Mas tudo isto, como poderia prever quem conhecesse bem Maracot, só serviu para ainda mais inflamar sua curiosidade científica, tornando-o ainda mais ansioso por determinar de um modo exato a espécie deste monstro desconhecido. Por isso, não fiquei surpreendido quando em nossa primeira excursão ele parou no ponto em que se via o rasto do mesmo sobre o lodo e voltou-se deliberadamente para a enrediça de plantas marinhas e rochas basálticas donde parecia ter vindo. No momento em que deixamos a planície, porém, perdemos de vista o rasto, mas as rochas formavam naquele ponto um abrigo natural que deveria provavelmente conduzir à toca do monstro. Estávamos todos os três armados com o varão metálico que os atlantes geralmente carregam consigo, mas eles me pareciam armas bem frágeis para se enfrentarem perigos desconhecidos. O professor, porém, avançou na frente e o único recurso que tínhamos era acompanhá-lo.

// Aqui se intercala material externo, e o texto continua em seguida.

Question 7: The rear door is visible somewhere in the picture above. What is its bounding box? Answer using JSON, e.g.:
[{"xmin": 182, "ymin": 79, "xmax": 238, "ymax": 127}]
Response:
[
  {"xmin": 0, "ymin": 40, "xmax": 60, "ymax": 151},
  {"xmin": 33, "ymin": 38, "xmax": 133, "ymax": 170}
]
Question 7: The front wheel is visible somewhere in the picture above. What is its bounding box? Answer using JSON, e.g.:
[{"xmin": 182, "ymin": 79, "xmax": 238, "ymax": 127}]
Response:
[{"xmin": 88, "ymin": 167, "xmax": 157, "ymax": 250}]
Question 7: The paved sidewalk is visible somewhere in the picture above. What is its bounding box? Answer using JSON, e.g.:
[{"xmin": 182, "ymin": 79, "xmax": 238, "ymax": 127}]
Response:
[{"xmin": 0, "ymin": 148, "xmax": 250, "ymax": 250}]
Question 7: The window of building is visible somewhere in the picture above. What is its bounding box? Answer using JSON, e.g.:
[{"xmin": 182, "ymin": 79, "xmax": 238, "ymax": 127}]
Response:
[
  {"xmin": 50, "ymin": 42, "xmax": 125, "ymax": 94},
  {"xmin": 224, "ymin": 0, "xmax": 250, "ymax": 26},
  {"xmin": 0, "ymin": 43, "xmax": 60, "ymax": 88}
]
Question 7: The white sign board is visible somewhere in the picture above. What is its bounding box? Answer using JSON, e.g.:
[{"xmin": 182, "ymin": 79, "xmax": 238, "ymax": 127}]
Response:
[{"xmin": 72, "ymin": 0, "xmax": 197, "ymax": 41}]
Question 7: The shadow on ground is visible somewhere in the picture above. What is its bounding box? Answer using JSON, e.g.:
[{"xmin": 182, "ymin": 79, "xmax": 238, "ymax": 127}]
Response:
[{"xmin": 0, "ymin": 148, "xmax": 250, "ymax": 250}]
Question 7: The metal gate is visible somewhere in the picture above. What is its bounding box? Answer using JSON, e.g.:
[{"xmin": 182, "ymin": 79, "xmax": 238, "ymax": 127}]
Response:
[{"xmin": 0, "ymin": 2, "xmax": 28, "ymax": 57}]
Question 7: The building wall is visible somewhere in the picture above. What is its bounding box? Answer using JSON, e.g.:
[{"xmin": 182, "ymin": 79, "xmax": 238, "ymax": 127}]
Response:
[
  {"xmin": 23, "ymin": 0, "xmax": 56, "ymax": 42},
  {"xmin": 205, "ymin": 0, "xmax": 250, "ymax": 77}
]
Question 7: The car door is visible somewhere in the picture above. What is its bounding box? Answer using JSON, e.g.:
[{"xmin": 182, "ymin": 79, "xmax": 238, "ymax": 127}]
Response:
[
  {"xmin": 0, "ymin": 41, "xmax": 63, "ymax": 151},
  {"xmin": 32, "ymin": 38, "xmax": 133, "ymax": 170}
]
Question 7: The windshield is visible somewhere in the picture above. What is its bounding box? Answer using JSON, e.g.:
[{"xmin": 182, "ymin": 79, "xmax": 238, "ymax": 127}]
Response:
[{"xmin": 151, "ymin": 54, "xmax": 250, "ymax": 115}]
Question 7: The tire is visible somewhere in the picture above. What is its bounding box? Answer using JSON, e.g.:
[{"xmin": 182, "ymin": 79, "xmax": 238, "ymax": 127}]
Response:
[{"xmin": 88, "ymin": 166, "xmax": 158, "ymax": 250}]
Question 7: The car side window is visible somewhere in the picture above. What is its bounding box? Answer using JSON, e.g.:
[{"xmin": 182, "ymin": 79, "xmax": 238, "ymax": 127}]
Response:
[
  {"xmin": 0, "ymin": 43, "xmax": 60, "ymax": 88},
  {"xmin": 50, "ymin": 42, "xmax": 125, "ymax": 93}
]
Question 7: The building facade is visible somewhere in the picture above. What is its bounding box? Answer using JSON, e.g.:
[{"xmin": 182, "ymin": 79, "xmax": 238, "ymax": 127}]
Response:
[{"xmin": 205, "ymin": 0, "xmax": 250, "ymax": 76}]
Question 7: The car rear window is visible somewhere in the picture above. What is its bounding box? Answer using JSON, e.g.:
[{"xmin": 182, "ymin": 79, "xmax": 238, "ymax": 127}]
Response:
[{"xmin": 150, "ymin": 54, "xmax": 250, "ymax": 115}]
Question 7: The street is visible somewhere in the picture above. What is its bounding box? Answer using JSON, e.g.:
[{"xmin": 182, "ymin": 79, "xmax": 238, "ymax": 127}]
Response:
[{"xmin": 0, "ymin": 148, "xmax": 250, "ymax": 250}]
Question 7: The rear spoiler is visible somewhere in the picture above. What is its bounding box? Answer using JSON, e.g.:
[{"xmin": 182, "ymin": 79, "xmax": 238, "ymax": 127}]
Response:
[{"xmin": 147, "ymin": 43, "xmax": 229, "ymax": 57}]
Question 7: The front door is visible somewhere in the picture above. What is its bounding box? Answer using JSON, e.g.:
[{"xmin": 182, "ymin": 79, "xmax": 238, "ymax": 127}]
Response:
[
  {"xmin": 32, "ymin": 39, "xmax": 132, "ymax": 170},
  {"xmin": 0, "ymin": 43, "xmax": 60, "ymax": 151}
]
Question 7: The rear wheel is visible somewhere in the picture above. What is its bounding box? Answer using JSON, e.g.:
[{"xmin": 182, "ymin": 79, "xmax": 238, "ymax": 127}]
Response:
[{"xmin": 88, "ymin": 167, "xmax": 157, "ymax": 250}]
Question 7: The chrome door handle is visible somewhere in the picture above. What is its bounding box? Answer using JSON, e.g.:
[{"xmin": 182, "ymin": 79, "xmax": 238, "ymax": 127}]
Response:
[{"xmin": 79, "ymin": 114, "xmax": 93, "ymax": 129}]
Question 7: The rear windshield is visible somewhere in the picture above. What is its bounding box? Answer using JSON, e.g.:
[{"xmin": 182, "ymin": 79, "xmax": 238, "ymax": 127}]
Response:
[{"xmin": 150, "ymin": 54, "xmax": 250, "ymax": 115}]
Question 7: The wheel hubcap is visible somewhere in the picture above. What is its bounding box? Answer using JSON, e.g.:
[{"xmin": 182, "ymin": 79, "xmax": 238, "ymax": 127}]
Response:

Aquela garganta de rochas estendia-se para cima, tendo as paredes formadas de enormes blocos de formação vulcânica e o chão coberto de uma profusão de longas lamelárias vermelhas e negras, que são características das extremas profundidades oceânicas. Um milheiro de belas ascídias e equinodermas de cores vivas e formas caprichosas espreitava dentre esta vegetação povoada de estranhos crustáceos e baixas formas da vida animal. Avançávamos lentamente, pois não é fácil caminhar nas profundezas marinhas, ainda mais tendo-se que vencer uma subida escarpada. Subitamente, porém, avistamos o animal que procurávamos e a visão não era das mais animadoras.